1876 painting by Arkhip Kuindzhi

Ukrainian Night is an oil on canvas painting by Russian artist Arkhip Kuindzhi, from 1876. The painting is part of the collection of the Tretyakov Gallery, in Moscow (inv. 879).

==History==
The painting Ukrainian Night was first shown in 1876 at the 5th exhibition of the Association of Traveling Art Exhibitions (Peredvizhniki) and was a great success there. It was also exhibited in the Russian Art Department at the 1878 Paris Exposition. In 1878 for this painting, along with the paintings On the Island of Valaam (1873, Tretyakov Gallery), Chumatsky tract in Mariupol (1875, Tretyakov Gallery) and Steppe (1875, Yaroslavl Art Museum), Kuindzhi was awarded the title of class artist of the 1st degree.

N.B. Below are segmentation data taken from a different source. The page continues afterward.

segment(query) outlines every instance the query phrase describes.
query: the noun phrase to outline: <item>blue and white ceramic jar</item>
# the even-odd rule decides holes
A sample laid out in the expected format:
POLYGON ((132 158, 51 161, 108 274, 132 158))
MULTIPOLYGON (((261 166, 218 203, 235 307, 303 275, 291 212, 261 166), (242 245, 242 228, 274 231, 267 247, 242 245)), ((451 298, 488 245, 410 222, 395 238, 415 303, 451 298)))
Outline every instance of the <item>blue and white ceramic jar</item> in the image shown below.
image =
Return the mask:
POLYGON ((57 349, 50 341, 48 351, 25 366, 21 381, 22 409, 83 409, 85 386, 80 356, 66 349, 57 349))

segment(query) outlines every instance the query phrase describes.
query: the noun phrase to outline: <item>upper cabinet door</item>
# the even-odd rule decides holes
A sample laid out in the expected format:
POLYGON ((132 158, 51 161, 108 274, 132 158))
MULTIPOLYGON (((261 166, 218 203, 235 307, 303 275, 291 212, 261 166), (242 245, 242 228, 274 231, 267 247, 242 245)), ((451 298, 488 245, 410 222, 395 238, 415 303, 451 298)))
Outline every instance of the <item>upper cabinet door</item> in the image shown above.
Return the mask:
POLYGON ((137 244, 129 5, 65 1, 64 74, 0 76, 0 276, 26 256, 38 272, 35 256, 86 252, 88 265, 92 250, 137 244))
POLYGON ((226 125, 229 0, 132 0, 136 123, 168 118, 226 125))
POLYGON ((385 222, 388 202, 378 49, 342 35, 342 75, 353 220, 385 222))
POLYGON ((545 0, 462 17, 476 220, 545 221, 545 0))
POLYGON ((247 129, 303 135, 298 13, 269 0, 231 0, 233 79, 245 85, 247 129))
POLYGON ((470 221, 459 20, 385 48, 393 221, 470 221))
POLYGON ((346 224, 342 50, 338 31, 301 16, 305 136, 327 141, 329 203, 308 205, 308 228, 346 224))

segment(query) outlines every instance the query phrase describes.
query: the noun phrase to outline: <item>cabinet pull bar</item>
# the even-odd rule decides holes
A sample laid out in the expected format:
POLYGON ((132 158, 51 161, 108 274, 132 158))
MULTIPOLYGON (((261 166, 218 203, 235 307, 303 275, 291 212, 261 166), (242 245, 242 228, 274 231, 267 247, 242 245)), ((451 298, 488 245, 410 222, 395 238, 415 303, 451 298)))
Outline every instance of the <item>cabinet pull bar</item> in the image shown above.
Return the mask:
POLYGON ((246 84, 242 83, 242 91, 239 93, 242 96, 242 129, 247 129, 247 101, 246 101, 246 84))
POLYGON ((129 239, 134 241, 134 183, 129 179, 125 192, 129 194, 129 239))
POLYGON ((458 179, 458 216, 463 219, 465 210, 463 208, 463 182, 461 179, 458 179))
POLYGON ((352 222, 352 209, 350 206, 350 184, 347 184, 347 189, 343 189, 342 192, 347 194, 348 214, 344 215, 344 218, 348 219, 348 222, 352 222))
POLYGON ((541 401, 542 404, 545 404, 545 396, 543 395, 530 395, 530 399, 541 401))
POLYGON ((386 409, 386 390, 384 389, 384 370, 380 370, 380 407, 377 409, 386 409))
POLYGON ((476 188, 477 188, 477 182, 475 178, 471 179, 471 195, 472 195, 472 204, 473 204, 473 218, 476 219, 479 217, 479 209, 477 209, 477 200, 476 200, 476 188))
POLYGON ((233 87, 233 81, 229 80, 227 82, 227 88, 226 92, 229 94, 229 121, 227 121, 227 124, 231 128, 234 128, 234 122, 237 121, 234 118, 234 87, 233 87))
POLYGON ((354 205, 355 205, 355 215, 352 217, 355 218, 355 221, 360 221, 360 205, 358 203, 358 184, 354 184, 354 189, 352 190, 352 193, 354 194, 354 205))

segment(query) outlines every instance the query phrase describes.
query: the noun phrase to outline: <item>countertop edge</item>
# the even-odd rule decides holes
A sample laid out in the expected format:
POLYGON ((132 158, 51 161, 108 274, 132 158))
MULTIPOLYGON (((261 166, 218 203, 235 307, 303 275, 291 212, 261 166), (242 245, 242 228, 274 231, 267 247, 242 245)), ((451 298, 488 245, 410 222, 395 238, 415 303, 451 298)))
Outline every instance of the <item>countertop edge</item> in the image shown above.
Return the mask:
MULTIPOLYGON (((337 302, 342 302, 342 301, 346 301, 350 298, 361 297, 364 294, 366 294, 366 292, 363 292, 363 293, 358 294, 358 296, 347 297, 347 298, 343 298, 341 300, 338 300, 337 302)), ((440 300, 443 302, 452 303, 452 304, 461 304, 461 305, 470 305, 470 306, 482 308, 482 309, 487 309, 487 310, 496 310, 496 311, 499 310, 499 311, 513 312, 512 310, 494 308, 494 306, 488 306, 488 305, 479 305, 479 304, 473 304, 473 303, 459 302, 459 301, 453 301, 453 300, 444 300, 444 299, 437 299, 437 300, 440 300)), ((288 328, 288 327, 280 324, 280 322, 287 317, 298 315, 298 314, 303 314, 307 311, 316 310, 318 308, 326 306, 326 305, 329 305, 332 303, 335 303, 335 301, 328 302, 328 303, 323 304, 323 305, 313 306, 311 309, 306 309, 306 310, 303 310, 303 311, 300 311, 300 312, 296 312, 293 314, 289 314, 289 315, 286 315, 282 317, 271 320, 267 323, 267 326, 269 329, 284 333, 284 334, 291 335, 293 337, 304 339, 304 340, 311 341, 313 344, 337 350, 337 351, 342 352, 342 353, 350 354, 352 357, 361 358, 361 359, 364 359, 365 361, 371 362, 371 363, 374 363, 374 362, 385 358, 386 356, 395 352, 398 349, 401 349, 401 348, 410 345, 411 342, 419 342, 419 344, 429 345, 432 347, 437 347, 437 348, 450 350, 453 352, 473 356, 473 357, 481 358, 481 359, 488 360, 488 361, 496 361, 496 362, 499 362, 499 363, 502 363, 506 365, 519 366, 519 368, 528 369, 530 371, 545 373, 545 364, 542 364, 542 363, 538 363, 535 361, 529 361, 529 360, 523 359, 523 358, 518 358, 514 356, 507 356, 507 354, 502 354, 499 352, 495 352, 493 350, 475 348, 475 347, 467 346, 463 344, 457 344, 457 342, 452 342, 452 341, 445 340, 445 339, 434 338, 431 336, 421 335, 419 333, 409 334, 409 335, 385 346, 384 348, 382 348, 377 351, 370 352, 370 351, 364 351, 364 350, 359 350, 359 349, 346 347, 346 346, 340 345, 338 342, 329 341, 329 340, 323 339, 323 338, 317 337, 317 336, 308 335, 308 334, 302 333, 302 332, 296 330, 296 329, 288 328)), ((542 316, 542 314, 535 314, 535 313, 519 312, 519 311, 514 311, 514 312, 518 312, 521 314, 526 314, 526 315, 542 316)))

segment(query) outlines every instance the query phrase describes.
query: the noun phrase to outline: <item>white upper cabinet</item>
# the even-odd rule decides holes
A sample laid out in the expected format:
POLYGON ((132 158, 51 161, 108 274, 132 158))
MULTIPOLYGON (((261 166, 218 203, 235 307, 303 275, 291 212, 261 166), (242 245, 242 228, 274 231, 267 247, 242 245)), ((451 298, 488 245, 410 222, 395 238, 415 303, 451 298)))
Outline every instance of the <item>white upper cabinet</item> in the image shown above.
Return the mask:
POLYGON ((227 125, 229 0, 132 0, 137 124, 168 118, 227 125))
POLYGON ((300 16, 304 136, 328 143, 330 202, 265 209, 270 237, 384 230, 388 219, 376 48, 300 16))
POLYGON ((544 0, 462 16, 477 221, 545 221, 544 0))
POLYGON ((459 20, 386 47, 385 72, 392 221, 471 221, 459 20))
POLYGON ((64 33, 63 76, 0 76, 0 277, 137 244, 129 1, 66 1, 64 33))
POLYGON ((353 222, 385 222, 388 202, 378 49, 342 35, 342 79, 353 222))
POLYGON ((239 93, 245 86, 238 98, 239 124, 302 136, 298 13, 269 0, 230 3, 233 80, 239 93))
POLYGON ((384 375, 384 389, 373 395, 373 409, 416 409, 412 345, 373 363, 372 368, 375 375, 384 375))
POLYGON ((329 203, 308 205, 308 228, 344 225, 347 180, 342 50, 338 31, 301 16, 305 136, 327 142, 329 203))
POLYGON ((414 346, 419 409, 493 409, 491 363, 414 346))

This painting is considered a turning point in the artist's work. Starting with it, he moved away from the academic romanticism of his earlier works, and the exoticism of the image became a distinctive feature of his work. Most of the painting Ukrainian Night is painted in velvet blue-black tones, and only the light walls of the village mazanka houses in the right part of the painting shine brightly in the moonlight.

==Reviews==
Writer Mikhail Nevedomsky, author of a biography of Kuindzhi, wrote:

But the real triumph of Kuindzhi was his painting of 1876 - Ukrainian Night, which decorated, in the true sense of the word, the fifth traveling exhibition. It can be said that it was in this piece that Kuindzhi first found himself, became on his true path, revealed all the richness of his artistic individuality. It is with Ukrainian Night that we should mark the beginning of a mature period in the work of Kuindzhi....

And art historian Vladimir Petrov wrote so in his article dedicated to the 150th anniversary of the birth of Arkhip Kuindzhi:

And in 1876 the painter showed himself an incomparable singer of the night steppe — the famous Ukrainian Night (GTG) appeared before the audience at the 5th Exhibition of the Peredvizhniki. The deep dark-blue sky studded with bright stars, white huts of a steppe village illuminated by moonlight, slender pyramidal poplars and a pond overgrown with reeds were painted by the artist with amazing boldness of light and color generalization and an unusual combination of "physiological" authenticity and true poetry of the image, making one not only marvel at the mastery of illusion, but also recall Pushkin's and Gogol's inspired descriptions of the "marvelous" Ukrainian night.